Celia, we have time for two more questions.

We'll go next to Steve Scala with Cowen.

Thank you.

I have three questions.

First, on Apixaban, it sounds as though you have already filed it for atrial fibulation in the US, because you said you would tell us when it was accepted by the end of the year.

So, can you tell us when it was filed?

Second, the ORENCIA sub-Q label offers the option of an IV loading dose.

In clinical practice, how often do you believe an IV load be used?

And what sort of impediment will this be to adoption?

And then thirdly, on a Apixaban's Adopt trial, my understanding is that it was originally going to be presented at ASH but now it's going to be presented at AHA.

Elliott, can you help me think the reasons why the data would be presented at an earlier higher profile meeting, other than the data is very strong?

Thank you.

Regarding ORENCIA and your question about the adoption.

Clearly on that one, we have looked at it very carefully and we have plans to work with all the physicians -- to use a drug.

However, we believe that there is the option of using it or not using it, we believe that the usage will land where the patient, and the physician agree, and the way they are going to be able to organize the unit of care to be able to do it.

So, on a case by case, I think the situation will evolve and we may need to read carefully.

Our planning at the moment do not analate a huge (inaudible) when it is going to be given.

Steve this is Elliot.

I can't improve upon the statement Lamberto has already made that we would like to inform you when we know when the PDUFA date is disclosed.

On Apixaban, I don't have any more granular timelines, than that.

I wouldn't attach any significance one way or the other on the Adopt trial.

I am not aware of our plan to put this at ASH.

I would just say, Adopt is a part of our comprehensive global clinical programs, designed to explore multiple indications.

And as a reminder, there have been mixed results among the different programs in this area.

We investigated here 2.5 mg, twice daily in a patient population that was at risk of developing deep vein thrombosis, when they are hospitalized for an acute medical illness.

Like congestive heart failure.

And other risk factors.

And we are going to present this in a few weeks.

Celia, final question please?

We'll take our final question from Marc Goodman with UBS.

I was hoping you could remind us of some of the key launches that will be coming up, like in Japan in Asia, emerging market areas that haven't been that critical growth drivers for you lately.

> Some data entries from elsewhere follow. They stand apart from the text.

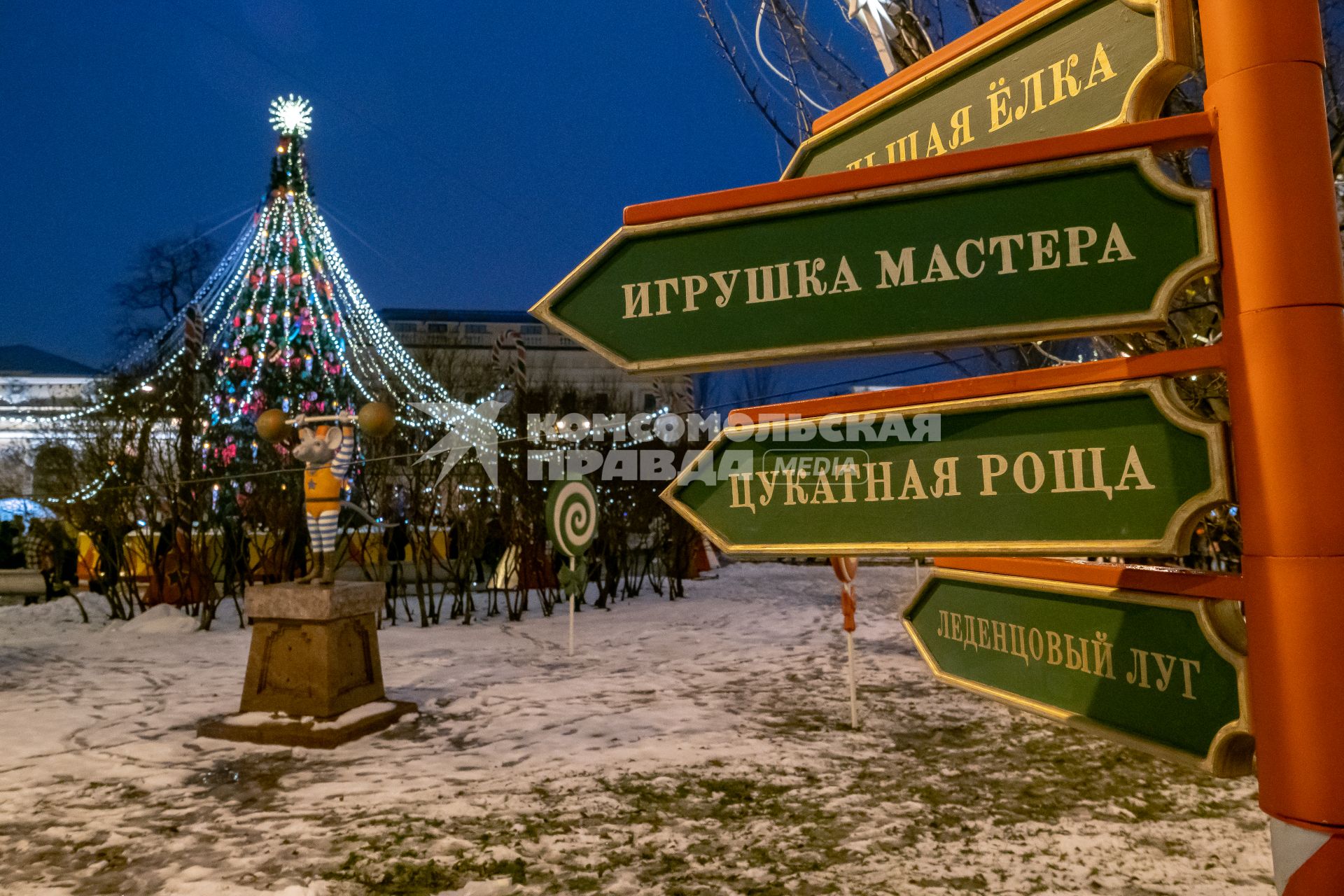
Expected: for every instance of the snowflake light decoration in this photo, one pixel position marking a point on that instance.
(293, 115)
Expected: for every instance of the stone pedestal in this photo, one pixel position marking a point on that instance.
(314, 660)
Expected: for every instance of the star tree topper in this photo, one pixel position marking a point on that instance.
(293, 115)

What about for them for the next year?

Thanks.

If we look at our key markets, at the moment actually we are just launching in China ONGLYZA, we got approval before the Summer, so September was the launch.

We also have (inaudible) also improved in China and we have significant performance at the moment from the launch of ONGLYZA in India, which is doing very well.

And we are preferring in some of those markets to be -- very, very soon to introduce next year our fixed dose combination of ONGLYZA (inaudible).

So, with the focus of what we have -- we are successful with also our launches in (inaudible) in Japan, so we are very conservative with the rules that we have in most markets.

So, let me conclude -- and Marc, I think the interesting thing is that, over the years, we have significantly improved our global development of products.

So, we have managed to gain approvals in different geographies, in a much more limited amount of time than we did in the past.

And our goal is to have countries like Japan and China, very close in terms of approval time to the rest of our geographies.

General comment, to conclude the call.

This was a very good quarter for us.

Executing our -- against our biopharma strategy, we continue to drive short-term results, while building solid long-term foundation.

We said delivering strong sales while strengthening our pipeline.

We are excited about what we have delivered so far.

And we continue to work at delivering results in the next quarter with the same energy and devotion to innovation that we have proved to have over the last years.

Thank you.

Thanks everybody.

That concludes the call.

Just, as you know Terry, Tim, and I will be available for any follow-ups you might have.

Have a great day.

Thank you.

That concludes today's conference.

We thank you for your participation.